I don't recall now if she often wrote poetry, or if it was a rare occurrence. If I close my eyes and concentrate hard, I think I can visualise various poems of hers -- though I can't read what they say. I can almost see myself in the third person, sat here in front of her diary and reading her poetry. One poem stood out, though, it was called Lupine Dreams and I can always remember the first line read: "I dreamed of you as you ran with the wolves". I think she said it was inspired by a real dream of her boyfriend, and wolves.
She was an angry and depressed person -- as you might expect -- and I think she was about the age I am now, which would have given us something like a 5-year age gap. We'd talk late into the night on ICQ, and I think we even used voice-chat once or twice. What did we talk about? I can't remember. Probably Fiona, when I was with her. Her boyfriend, who she always referred to as "the boy". It was easy conversation, though it won't ever go down in history.
As I sit here and write I keep pausing and I will stare into space for a minute as I try to recall the names or nicknames of her coworkers from diary entries. I try to recall place names, or the type of job she did.
I'm sorry, Shannon, but I can't.
Just the other day a girl I knew from university -- a sort-of friend of Fiona's -- started talking to me on IM. We hadn't talked in about 4 years, or thereabouts, and to be honest I didn't much care for her when I knew her, let alone now.

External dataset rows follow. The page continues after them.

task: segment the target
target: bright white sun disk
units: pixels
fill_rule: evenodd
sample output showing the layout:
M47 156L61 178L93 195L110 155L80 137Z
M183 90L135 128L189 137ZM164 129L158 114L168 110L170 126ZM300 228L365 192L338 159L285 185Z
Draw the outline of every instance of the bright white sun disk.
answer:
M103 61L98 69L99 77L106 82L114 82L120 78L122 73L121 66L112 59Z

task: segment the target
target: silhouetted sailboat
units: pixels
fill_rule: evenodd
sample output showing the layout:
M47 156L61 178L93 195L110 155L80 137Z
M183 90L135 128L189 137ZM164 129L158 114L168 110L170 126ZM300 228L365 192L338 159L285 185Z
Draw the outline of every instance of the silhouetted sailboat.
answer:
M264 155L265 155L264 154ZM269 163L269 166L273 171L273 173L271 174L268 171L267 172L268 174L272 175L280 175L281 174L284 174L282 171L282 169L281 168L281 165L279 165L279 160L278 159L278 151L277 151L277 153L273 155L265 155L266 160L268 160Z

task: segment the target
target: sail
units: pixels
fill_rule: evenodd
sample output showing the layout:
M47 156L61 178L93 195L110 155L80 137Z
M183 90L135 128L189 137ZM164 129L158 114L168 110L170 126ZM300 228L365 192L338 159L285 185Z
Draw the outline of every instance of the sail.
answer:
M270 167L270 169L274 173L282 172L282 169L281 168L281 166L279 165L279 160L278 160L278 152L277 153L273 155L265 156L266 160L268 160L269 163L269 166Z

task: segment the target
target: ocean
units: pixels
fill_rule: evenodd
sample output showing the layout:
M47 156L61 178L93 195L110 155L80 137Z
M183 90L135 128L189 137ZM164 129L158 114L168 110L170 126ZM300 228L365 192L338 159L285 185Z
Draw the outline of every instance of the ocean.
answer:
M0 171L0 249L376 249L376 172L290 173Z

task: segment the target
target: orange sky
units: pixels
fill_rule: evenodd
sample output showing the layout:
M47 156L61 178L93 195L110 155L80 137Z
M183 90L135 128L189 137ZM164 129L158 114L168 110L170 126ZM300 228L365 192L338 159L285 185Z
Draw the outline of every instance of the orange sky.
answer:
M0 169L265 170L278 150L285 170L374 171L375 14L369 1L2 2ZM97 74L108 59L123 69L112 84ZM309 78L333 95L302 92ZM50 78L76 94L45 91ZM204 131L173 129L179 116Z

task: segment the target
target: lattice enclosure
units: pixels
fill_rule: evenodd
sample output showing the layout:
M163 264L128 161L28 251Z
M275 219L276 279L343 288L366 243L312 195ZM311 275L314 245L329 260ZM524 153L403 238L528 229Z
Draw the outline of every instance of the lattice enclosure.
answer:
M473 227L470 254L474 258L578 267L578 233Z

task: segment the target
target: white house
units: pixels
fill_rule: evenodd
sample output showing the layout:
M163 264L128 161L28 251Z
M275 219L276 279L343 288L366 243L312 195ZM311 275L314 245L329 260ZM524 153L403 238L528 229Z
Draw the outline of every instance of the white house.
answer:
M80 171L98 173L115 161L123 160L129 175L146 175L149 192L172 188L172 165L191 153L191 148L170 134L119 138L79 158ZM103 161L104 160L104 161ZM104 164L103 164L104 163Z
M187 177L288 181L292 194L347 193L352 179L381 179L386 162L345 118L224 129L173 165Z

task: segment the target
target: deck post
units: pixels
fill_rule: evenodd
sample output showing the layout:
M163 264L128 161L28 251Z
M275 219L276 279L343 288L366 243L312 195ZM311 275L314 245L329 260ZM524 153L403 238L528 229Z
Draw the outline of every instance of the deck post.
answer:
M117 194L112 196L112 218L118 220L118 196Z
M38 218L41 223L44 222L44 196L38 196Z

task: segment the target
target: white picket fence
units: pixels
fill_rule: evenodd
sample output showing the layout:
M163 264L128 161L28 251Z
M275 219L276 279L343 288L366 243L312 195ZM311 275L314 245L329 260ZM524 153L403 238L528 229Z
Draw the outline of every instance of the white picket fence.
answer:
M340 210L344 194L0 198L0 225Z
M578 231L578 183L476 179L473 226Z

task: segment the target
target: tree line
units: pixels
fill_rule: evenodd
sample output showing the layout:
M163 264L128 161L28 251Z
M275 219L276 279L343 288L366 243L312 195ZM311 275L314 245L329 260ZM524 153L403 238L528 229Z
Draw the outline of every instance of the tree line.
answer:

But maybe Shannon will one day resurface on yahoo, or maybe she never left but thinks it's been too long to talk to someone she didn't know that well to begin either way.
Just the same, I have a copy of her poem kept still, I like it so much. I've searched for the title online, but with no success. I've searched lines from it, but I get no results. She changed her name from ravengirl to Crimson raven, but there's no sense in searching those names -- they'd be too popular.
She's out there, somewhere, tonight. And I hope she's still writing.